The aglycones were mainly identified using standard compounds; nevertheless, the specific ion fragments [39,40,41], shown in the baicalein structure (Figure 5), were found to help the identification. In the case of the glycoside derivatives, while the standards are less available, the literature data [39,42,43], as well as our previous experience [44], were the most valuable tools for the identification.

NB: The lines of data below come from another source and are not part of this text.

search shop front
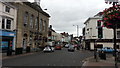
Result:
[0,30,16,55]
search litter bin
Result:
[99,51,106,60]
[26,46,30,53]
[7,49,12,56]
[117,52,120,62]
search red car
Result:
[55,45,62,50]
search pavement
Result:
[82,54,120,68]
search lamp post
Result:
[73,25,79,37]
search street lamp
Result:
[73,25,79,37]
[105,0,118,68]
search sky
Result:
[29,0,111,36]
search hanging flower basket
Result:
[102,5,120,28]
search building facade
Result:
[82,16,119,50]
[0,1,17,52]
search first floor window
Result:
[2,18,12,29]
[6,19,11,29]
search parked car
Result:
[98,47,114,53]
[55,45,62,50]
[68,45,75,52]
[43,46,54,52]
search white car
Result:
[43,47,52,52]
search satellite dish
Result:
[34,0,41,5]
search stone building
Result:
[0,1,17,52]
[12,2,50,54]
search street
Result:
[2,48,93,66]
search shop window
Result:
[6,19,11,29]
[5,6,10,13]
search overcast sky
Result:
[29,0,111,36]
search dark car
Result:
[55,45,62,50]
[68,45,75,52]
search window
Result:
[5,6,10,13]
[2,18,12,29]
[6,19,11,29]
[30,15,34,28]
[2,19,5,29]
[24,12,28,26]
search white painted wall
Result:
[85,17,113,39]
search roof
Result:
[23,2,50,17]
[84,16,102,24]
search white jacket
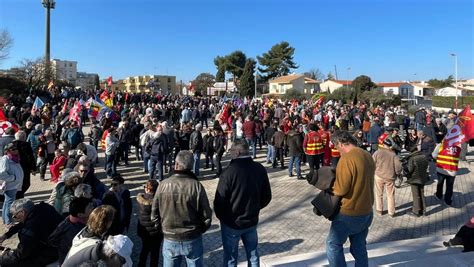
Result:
[0,155,23,191]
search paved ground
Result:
[0,126,474,266]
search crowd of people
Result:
[0,88,472,266]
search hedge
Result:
[432,96,474,108]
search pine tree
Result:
[238,58,257,96]
[257,42,298,81]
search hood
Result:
[137,193,153,206]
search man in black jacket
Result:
[151,150,212,266]
[214,127,226,178]
[189,123,203,176]
[0,198,63,267]
[214,140,272,266]
[48,197,94,265]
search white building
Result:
[76,72,99,90]
[319,80,352,93]
[207,82,238,95]
[51,59,77,85]
[377,82,404,95]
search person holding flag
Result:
[432,105,474,206]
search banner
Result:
[31,97,44,114]
[443,105,474,148]
[0,109,18,136]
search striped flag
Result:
[31,97,44,114]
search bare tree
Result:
[0,30,13,62]
[304,68,324,81]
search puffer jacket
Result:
[288,131,304,157]
[151,171,212,241]
[407,151,429,185]
[0,155,23,191]
[61,227,103,267]
[137,193,163,238]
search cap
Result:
[104,235,133,267]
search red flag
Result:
[314,95,324,106]
[443,105,474,147]
[0,109,18,136]
[100,90,109,103]
[69,101,81,125]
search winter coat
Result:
[272,131,286,148]
[0,134,15,156]
[189,130,203,152]
[151,171,212,241]
[214,157,272,229]
[0,155,24,191]
[0,202,63,267]
[48,215,86,264]
[137,193,163,239]
[102,189,132,235]
[407,151,429,185]
[61,227,102,267]
[288,130,304,157]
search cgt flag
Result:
[443,105,474,147]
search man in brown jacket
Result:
[372,138,402,217]
[326,131,375,266]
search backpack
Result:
[66,129,82,149]
[149,138,165,157]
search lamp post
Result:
[41,0,56,82]
[346,67,351,89]
[450,53,458,113]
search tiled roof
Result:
[269,74,304,83]
[377,82,404,87]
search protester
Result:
[0,198,63,267]
[326,131,375,266]
[151,151,212,266]
[372,138,402,218]
[0,143,24,227]
[214,140,272,266]
[137,180,163,267]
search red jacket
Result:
[242,121,256,139]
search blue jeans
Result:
[105,154,117,177]
[288,156,301,177]
[2,189,17,225]
[326,213,373,267]
[193,152,201,176]
[148,156,164,181]
[221,221,260,266]
[245,136,257,158]
[267,145,275,163]
[162,237,204,267]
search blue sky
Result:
[0,0,474,82]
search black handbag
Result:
[311,190,341,221]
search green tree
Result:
[192,73,215,95]
[352,75,377,95]
[428,75,454,88]
[238,58,257,96]
[326,72,336,81]
[226,50,247,80]
[257,42,298,81]
[0,30,13,62]
[303,69,324,81]
[214,56,227,82]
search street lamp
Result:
[450,53,458,113]
[346,67,351,89]
[41,0,56,82]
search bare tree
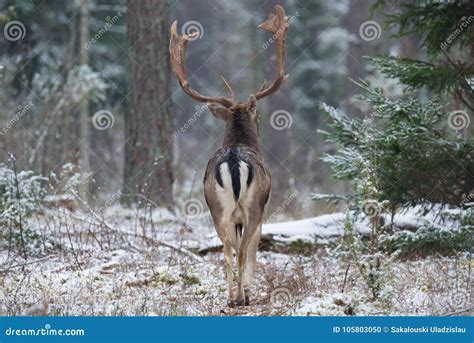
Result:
[123,0,174,206]
[79,0,90,198]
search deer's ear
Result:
[247,94,258,120]
[207,103,230,120]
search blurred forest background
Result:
[0,0,472,218]
[0,0,408,217]
[0,0,474,316]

Apigenin 7-(acetylglucoside) was assigned because of the observation of the ion fragment at m/z 430, which can be obtained through a loss of an acetyl moiety (Table 2). Simultaneously, the loss of m/z 221 and 205, suggesting the cleavage of acetylglucose with or without the oxygen atom, confirms the compound structure. Naturally, there are no shreds of evidence where the acetyl group is attached; both apigenin 7-(2″-acetylglucoside) and apigenin 7-(6″-acetylglucoside) were previously found in plants [45] (p. 84). Finally, we can highlight the identification of the myricetin 3-(galloylrhamnoside) three isomers, specialized metabolites previously found in other plants [45] (p. 538). In all of these isomers, the loss of the galloyl and gallate moieties and the galloylrhamnose moiety were detected (Table 2). Again, it was not possible to establish the galloyl moiety position, although the three possible isomers, myricetin 3-(2″-galloylrhamnoside), myricetin 3-(3″-galloylrhamnoside), and myricetin 3-(4″-galloylrhamnoside), could be detected.

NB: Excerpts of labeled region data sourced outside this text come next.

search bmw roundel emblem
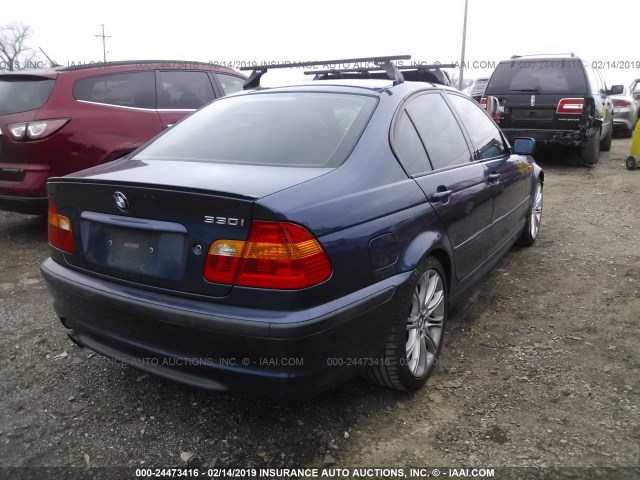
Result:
[113,192,129,212]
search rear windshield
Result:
[136,92,377,167]
[0,75,56,115]
[485,59,587,95]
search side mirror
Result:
[609,85,624,95]
[513,137,536,155]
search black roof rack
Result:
[511,52,577,60]
[240,55,411,90]
[304,63,456,85]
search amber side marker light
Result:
[48,197,75,253]
[204,220,332,290]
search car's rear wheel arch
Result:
[424,248,452,298]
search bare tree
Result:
[0,22,36,71]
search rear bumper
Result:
[502,128,596,147]
[41,259,410,400]
[0,195,48,215]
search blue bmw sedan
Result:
[42,58,544,399]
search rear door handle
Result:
[429,190,453,203]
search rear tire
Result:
[580,133,600,167]
[600,126,613,152]
[516,179,543,247]
[365,257,448,392]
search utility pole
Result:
[94,24,111,63]
[458,0,469,90]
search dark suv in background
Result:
[485,54,623,166]
[0,61,245,214]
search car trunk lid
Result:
[48,160,327,298]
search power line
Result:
[94,23,111,63]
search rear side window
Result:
[158,71,215,110]
[485,59,587,95]
[406,94,471,169]
[447,94,507,159]
[0,75,56,115]
[135,92,377,167]
[216,73,245,95]
[73,71,156,108]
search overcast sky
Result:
[1,0,640,85]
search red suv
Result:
[0,61,246,214]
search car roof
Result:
[0,60,245,78]
[234,79,450,96]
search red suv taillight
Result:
[613,100,633,108]
[556,98,584,115]
[7,118,71,141]
[48,197,75,253]
[204,220,331,290]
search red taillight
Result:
[7,118,71,140]
[556,98,584,115]
[204,221,331,290]
[613,100,632,108]
[48,197,75,253]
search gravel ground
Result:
[0,139,640,478]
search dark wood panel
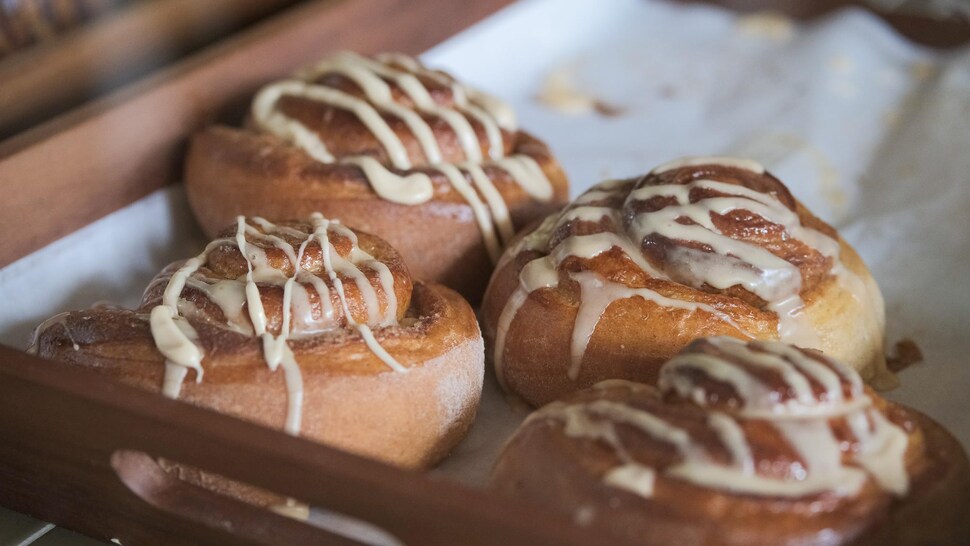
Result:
[0,0,509,266]
[681,0,970,48]
[0,345,620,546]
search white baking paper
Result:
[0,0,970,504]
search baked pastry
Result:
[483,157,893,405]
[492,337,970,546]
[185,52,569,302]
[32,214,484,474]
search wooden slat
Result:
[0,0,509,266]
[681,0,970,48]
[0,0,306,140]
[0,345,618,546]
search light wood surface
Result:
[0,0,306,140]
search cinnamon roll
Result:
[31,214,484,476]
[483,157,893,405]
[185,52,568,302]
[492,337,970,545]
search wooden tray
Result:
[0,0,620,545]
[0,0,299,140]
[0,0,964,544]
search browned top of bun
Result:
[493,338,970,544]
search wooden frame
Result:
[0,0,306,140]
[0,0,970,545]
[0,0,510,267]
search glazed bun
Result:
[483,157,893,405]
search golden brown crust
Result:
[185,54,569,303]
[492,346,970,545]
[482,165,892,406]
[36,222,484,500]
[185,127,569,302]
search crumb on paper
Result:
[536,66,624,117]
[736,11,795,44]
[882,108,902,128]
[660,84,679,99]
[829,53,855,74]
[886,338,923,373]
[829,80,859,99]
[269,499,310,521]
[503,393,532,415]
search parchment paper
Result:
[0,0,970,498]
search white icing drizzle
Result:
[533,337,909,498]
[650,155,765,174]
[252,52,553,263]
[27,311,81,355]
[150,213,407,435]
[566,271,741,381]
[494,157,877,380]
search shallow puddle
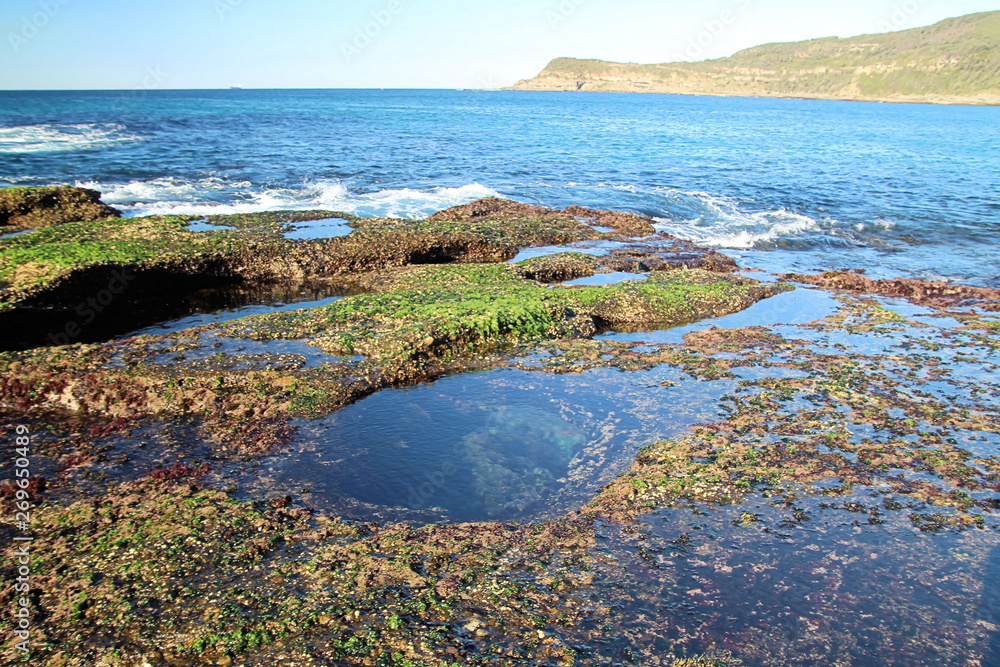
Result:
[595,288,840,345]
[285,218,354,240]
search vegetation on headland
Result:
[513,12,1000,104]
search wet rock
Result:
[0,186,121,229]
[782,271,1000,311]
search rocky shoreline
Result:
[0,189,1000,667]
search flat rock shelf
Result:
[0,192,1000,667]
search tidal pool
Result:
[240,367,734,523]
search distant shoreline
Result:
[509,11,1000,106]
[508,86,1000,107]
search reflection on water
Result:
[241,368,734,523]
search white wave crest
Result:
[75,176,499,219]
[0,123,142,153]
[654,189,823,249]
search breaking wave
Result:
[75,176,498,218]
[0,123,142,153]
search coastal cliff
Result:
[512,11,1000,105]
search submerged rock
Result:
[782,271,1000,310]
[0,185,122,229]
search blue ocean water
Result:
[0,90,1000,286]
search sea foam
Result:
[0,123,142,153]
[75,176,498,219]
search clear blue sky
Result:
[0,0,1000,90]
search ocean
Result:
[0,90,1000,287]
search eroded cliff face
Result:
[513,12,1000,104]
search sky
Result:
[0,0,1000,90]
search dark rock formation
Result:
[0,185,121,229]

The richness of L. Vulgare’s aerial parts in flavonoids herein established agrees with the fact that the salinity stress increases the flavonoid production [36,46]. Moreover, this richness, as well as several of the specialized metabolites herein reported, were detected in another Limonium species [36,37]. However, quantifications concerning these metabolites were not previously reported for Limonium species, making this the first study involving quantification.

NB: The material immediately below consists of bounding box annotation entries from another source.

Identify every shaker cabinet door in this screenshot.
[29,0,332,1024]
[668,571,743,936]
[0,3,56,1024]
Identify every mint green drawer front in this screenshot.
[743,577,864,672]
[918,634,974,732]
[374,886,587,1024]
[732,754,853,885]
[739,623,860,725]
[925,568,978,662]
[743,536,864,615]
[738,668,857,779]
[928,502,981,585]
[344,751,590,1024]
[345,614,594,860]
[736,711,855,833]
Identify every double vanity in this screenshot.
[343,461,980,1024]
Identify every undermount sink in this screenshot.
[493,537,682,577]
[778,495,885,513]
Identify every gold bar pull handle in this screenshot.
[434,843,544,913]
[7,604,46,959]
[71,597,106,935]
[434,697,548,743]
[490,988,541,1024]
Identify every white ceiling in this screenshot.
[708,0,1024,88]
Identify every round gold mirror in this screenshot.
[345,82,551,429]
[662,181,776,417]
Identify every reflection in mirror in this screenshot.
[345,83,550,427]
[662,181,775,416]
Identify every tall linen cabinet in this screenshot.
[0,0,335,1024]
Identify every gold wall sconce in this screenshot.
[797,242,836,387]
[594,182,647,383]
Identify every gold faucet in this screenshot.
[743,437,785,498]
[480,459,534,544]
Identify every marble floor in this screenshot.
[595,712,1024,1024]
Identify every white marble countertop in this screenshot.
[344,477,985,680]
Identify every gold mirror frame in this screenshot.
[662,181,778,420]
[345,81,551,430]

Considering the specialized metabolites herein reported, for the first time in L. vulgare, particularly the flavonols, for which several biological properties have been established [47,48], it seems evident that this species can be used as food additives and to produce bioactive compounds. Myricetin and its derivatives can be highlighted because of their amounts in L. vulgare’s aerial parts. Furthermore, this flavonol, to which important pharmaceutical properties have been established [49], contributes to adding value to the species.

4. Conclusions

Overall, the reported results established L. vulgare’s potential in the nutrition or pharmaceutical industry. Toxicological studies are necessary if the application includes the use of the plant. Suppose the application involves the isolation and purification of the bioactive specialized metabolites. In that case, it can be relatively fast because the metabolites, although reported for the first time for this species, are ubiquitous in many plants, and some are already recognized for their pharmacological properties. Actually, L. vulgare is an excellent source of phytosterols and flavonoids, from which β-sitosterol and myricetin can be emphasized. Our findings point out the potential economic value of this underexplored species.